On Tuesday evening, Clare will put their case in front of the Disputes Resolution Authority (DRA) that Central Council went beyond interpreting Wexford’s proposal.
The motion, as passed at Congress in Croke Park in February, would have allowed a player to line out once for either the senior or U20 teams in the seven-day period from Friday to the following Thursday night.
In essence, a player could have lined out for the U20s on a Wednesday or Thursday before being available to the seniors the following weekend. On the other hand, he would not have been able to do it in reverse, that is play senior at the weekend before the midweek U20 game.
Central Council last month voted to change the rule, transforming it into a rolling seven-day window whereby a player could only play for one team in that period.

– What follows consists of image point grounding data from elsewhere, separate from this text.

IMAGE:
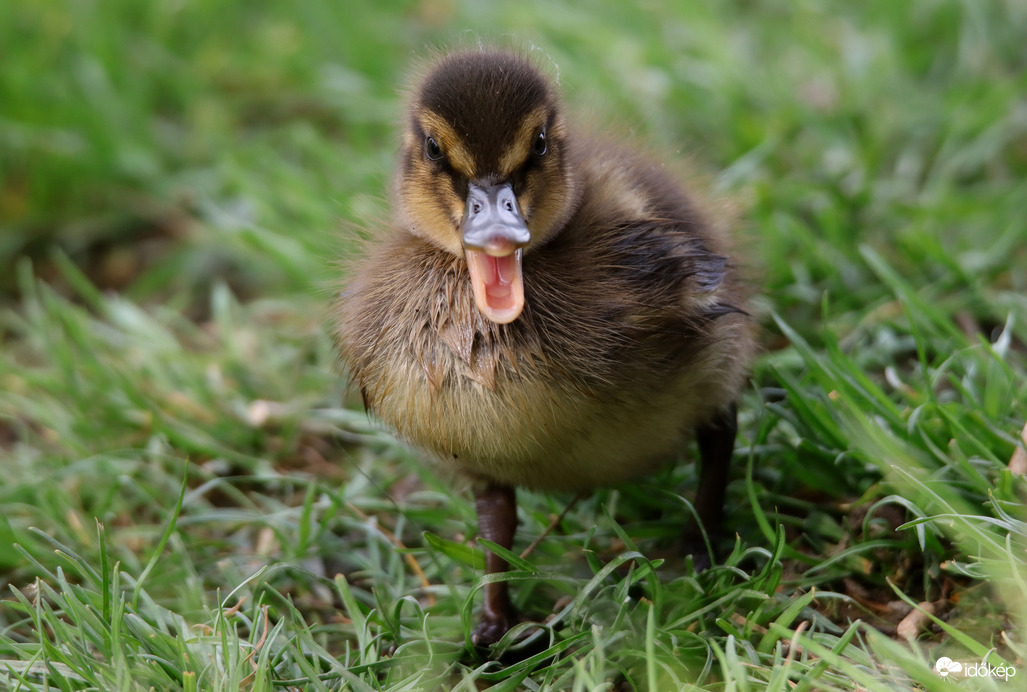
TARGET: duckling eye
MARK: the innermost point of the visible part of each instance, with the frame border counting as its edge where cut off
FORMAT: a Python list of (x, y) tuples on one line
[(431, 149), (539, 147)]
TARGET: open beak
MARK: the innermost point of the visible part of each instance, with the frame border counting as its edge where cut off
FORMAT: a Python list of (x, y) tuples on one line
[(494, 233)]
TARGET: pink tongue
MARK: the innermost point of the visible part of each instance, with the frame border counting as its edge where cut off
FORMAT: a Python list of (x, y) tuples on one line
[(497, 274), (497, 284)]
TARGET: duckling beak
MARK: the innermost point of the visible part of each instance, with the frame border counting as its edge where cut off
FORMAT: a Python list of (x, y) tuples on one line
[(494, 233)]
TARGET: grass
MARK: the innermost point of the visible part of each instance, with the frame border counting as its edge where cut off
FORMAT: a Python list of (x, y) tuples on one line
[(192, 499)]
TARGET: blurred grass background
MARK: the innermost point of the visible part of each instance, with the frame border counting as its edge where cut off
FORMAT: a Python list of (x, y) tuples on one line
[(177, 182)]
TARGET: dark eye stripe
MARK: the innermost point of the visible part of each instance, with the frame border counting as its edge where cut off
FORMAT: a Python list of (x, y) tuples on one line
[(539, 146), (431, 149)]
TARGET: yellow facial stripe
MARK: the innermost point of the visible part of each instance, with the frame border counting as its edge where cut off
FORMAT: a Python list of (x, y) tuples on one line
[(517, 153), (449, 141)]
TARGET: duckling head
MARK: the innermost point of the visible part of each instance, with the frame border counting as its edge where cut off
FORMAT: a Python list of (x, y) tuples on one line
[(485, 169)]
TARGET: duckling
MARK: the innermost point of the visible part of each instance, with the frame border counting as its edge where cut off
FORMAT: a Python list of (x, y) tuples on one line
[(548, 309)]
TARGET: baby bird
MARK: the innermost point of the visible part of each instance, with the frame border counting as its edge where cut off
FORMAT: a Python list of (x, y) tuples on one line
[(548, 309)]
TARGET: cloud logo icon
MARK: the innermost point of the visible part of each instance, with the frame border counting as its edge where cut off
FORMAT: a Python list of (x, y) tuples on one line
[(946, 666)]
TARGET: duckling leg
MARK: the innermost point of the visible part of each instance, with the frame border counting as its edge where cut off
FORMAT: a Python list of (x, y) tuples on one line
[(716, 441), (496, 506)]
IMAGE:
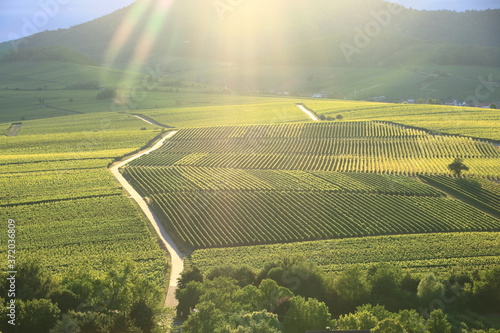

The matter is a pressing one for Clare as their U20 hurling captain Adam Hogan is due to play against Cork in their provincial championship in Cusack Park on Wednesday and the seniors open their Munster campaign at home to Tipperary also in Ennis on Sunday.
In their defence, the GAA will be expected to highlight Central Council is, according to Rule 3.43 (a), “the supreme governing body of the Association between Annual Congresses” and (b) “it is the final authority to interpret the rules” and “any such Interpretations shall have the force of Rule until the Congress held in the Calendar Year after the Interpretation being given, and which Congress shall, on a Motion submitted by Central Council, approve or disapprove the Interpretation being included in Rule.”
That the amended rule has already been in place since the start of the U20 championships could also work in the GAA’s favour.
A number of counties could benefit if the DRA find in Clare’s favour. Derry and Down meet in the Ulster U20 final on Wednesday week. However, the senior teams’ next provincial games, Down’s quarter-final against Donegal this Sunday and Derry’s semi-final with Monaghan on Saturday week, fall in the same seven-day period.
Derry currently have four U20 players in their senior set-up – Matthew Downey, Eoin McEvoy, Lachlan Murray and Niall O’Donnell - while Odhrán Murdock represents both Down’s seniors and U20s. Kilkenny’s Billy Drennan, Timmy Clifford and Gearóid Dunne have played for both seniors and U20s this season.